Chicken biryani is among the ancient recipes of Indian cuisine. The recipe has Iranian origins and the word "biryani" is derived from the Persian word "berya," which means roasted.
It has a lengthy preparation but the delicious taste is worth it. The interesting thing about this dish that you can play around with your ingredients to try out new tastes.
2 kilos boneless chicken
1 kilo basmati rice
1/2 teaspoon ground black pepper
1 teaspoon cumin (minced)
3 tablespoons vegetable oil
1 tablespoon ginger (minced)
1/2 teaspoon chili powder (optional)
3 tablespoons thick curd yogurt
2 cinnamon sticks
2 onions (chopped)
1 1/2 garlic
salt to taste
1) Fry half the garlic, ginger and onion in a large pot, then add half the black pepper, cinnamon, yogurt, cumin, chili, salt and cloves. Stir for 5-10 minutes over a low heat, making sure the mixture does not get dry.
2) Add the chicken pieces to the spice mixture and mix.

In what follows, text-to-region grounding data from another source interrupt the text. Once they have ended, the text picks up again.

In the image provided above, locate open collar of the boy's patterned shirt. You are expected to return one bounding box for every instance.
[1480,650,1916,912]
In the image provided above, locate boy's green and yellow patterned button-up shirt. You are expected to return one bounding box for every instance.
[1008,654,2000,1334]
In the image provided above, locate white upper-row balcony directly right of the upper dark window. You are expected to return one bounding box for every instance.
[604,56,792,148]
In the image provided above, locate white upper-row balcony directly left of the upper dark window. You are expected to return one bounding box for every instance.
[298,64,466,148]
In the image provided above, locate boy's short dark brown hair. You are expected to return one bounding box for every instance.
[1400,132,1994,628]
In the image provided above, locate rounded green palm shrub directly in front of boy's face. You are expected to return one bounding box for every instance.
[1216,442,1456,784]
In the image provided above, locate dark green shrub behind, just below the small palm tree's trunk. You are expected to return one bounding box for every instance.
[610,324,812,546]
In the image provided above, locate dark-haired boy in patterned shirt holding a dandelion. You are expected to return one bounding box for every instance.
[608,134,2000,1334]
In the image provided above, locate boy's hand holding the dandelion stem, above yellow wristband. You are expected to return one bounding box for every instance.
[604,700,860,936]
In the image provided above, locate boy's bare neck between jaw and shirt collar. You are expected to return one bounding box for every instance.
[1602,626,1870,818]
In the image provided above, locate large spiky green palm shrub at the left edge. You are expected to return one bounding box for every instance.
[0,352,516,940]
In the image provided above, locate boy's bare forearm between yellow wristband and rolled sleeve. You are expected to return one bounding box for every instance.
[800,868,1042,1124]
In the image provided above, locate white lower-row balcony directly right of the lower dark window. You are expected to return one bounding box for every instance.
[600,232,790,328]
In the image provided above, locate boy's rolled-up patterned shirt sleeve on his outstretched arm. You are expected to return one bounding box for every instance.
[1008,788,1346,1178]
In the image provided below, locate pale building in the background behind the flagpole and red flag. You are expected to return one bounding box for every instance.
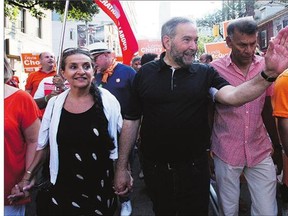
[52,9,121,57]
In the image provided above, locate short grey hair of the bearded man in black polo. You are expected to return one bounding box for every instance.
[161,17,194,48]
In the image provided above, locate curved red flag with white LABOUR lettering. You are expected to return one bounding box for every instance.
[94,0,138,65]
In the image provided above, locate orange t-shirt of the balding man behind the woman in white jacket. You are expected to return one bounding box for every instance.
[25,69,56,97]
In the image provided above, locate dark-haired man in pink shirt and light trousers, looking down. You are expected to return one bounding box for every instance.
[211,17,277,216]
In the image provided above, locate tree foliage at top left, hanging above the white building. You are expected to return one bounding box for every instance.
[4,0,99,21]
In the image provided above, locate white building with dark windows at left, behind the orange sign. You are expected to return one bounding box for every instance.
[4,9,53,89]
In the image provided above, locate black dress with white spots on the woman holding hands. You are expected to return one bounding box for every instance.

Cover the pot tightly and simmer for 45 minutes till the chicken is tender.
3) Rinse the rice and soak it in water with some oil for 30 minutes, then drain.
4) Prepare the remaining onions and spices as in the first step, and cook in vegetable oil in a saucepan, stirring. Add the rice and stir until cooked.
5) If the chicken has cooled, warm up over a low heat.
6) When hot, put the chicken into a large deep serving pot and press it to the bottom.
7) Add rice to the chicken and mix. Cover with a tight-fitting lid and leave for 15 minutes on a medium heat.